De acuerdo con el Informe Global sobre Trata de Personas 2016 de la Oficina de Naciones Unidas contra la Droga y el Delito (UNODC), 71% de las víctimas son mujeres, mientras que las niñas representan 20%. En cuanto a las modalidades de explotación por sexo, 96% de las víctimas de trata con fines de explotación sexual son niñas y mujeres, mientras que 4% son hombres y niños.

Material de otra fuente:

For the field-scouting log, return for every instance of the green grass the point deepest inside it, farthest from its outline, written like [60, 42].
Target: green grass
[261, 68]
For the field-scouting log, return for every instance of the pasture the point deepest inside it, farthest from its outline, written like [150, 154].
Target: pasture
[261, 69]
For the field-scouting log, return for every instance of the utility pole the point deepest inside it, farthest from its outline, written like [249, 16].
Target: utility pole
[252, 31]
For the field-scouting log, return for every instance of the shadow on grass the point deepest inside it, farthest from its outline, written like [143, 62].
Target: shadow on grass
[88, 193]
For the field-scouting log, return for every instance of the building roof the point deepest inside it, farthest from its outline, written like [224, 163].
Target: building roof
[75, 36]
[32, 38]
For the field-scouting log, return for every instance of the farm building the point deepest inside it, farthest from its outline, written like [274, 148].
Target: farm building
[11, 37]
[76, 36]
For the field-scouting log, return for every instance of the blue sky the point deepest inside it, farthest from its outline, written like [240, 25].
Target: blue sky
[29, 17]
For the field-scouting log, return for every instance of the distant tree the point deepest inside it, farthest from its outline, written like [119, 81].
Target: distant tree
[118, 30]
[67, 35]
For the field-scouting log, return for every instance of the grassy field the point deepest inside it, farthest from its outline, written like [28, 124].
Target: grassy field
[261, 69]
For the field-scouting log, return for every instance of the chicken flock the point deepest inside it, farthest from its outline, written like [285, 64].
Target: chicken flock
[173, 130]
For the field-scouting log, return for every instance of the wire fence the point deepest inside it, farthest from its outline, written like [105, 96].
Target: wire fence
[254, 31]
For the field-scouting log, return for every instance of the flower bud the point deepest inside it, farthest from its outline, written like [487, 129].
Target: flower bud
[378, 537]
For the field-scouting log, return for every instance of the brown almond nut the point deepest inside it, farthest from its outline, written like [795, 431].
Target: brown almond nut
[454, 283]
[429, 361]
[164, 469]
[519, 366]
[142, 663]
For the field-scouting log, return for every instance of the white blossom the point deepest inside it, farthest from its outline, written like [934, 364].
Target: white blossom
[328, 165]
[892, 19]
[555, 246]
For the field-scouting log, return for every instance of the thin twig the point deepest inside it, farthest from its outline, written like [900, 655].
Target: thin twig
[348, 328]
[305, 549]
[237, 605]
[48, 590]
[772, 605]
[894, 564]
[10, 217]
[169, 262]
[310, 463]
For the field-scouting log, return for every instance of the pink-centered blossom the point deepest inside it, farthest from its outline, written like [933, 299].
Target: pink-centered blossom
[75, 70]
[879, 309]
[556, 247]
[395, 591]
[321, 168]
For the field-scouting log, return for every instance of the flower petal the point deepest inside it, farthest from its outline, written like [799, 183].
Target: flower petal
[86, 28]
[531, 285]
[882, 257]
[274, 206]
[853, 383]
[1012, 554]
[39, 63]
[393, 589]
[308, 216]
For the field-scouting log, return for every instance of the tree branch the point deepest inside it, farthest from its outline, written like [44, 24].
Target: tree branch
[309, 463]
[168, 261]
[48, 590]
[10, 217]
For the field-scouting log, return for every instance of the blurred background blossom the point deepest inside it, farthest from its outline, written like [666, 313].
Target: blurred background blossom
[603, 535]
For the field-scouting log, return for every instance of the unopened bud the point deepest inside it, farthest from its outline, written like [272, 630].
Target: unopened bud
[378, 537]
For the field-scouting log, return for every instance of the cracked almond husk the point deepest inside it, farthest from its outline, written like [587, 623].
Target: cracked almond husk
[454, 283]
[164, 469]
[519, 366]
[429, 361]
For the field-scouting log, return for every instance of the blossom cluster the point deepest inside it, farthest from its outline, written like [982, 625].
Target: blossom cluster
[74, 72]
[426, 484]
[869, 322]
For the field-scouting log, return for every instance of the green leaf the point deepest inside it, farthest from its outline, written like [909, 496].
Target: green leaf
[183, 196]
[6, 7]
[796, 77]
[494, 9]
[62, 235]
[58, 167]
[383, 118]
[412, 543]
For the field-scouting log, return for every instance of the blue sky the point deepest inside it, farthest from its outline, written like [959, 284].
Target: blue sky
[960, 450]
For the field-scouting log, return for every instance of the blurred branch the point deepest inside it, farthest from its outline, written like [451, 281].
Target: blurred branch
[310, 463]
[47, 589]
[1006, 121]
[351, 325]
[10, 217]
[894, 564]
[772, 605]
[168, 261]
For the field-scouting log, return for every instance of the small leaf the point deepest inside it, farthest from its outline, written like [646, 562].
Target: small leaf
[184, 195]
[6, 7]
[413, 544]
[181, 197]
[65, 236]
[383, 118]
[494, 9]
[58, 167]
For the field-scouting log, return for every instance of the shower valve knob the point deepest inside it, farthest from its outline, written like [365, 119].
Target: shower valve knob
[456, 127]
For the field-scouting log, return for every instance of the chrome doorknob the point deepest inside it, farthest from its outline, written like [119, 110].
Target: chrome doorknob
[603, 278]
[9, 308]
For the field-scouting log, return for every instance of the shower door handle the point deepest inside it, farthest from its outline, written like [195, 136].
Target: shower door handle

Las mujeres en estado de vulnerabilidad por su condición económica, étnica o de género son las principales víctimas de trata con fines de explotación sexual, convirtiéndolo en un delito con un alto componente de violencia y discriminación, como ha quedado evidenciado en la nueva modalidad denominada "etnoporno", en donde indígenas chiapanecas están siendo explotadas.
La trata de personas ha crecido exponencialmente en México debido a la red de complicidades sociales e institucionales que, perpetuando la discriminación histórica hacia las mujeres, han encontrado una manera de llenarse los bolsillos.
La cosificación de las mujeres se ha vuelto común porque la rentabilidad del ilícito tiene sustento en un gran número de "consumidores" y en una la larga cadena de beneficiarios: familiares, vecinos, taxistas, fotógrafos, hoteles, restaurantes, bares, meseros y autoridades de los diferentes niveles de gobierno.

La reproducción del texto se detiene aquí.